Hay personas que creen que manchar el nombre de otro las limpia a ellas. Caminan sembrando dudas, lanzando sombras, construyendo historias donde ellos siempre parecen más altos porque intentan hacer ver a otros más pequeños. Pero lo que muchos olvidan es que la verdad no necesita defensa… solo tiempo.

Porque la vida tiene una forma muy particular de poner cada cosa en su lugar. No con venganza, sino con evidencia. No con ruido, sino con resultados. Y entonces, quien intentó ensuciar, termina revelando sus propias manos manchadas.

Ensuciar a otro nunca ha sido señal de fuerza, sino de vacío. Es el reflejo de una luz interior que no ha sabido encenderse. Y cuando alguien no sabe brillar, cree que la única opción es apagar a los demás.

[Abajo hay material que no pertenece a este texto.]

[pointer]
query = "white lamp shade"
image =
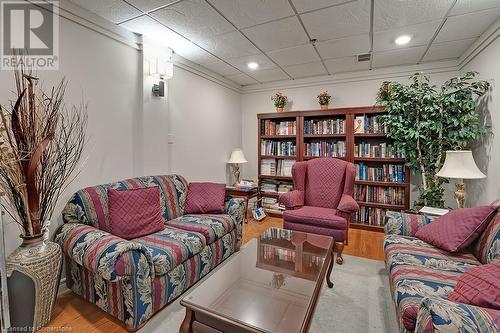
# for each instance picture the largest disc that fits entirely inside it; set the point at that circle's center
(460, 164)
(237, 156)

Pero la luz auténtica no depende de la aprobación, ni del rumor, ni de la opinión ajena. La luz verdadera permanece. Resiste. Y en silencio, demuestra.

Por eso, más que desear justicia, se desea paz. Paz para quien hiere, porque solo desde la paz se deja de atacar. Paz para quien inventa, porque solo desde la paz se deja de competir. Paz para que algún día entienda que el camino nunca fue apagar la luz de nadie… sino aprender a encender la suya.

Y cuando eso ocurre, ya no hay enemigos, solo lecciones.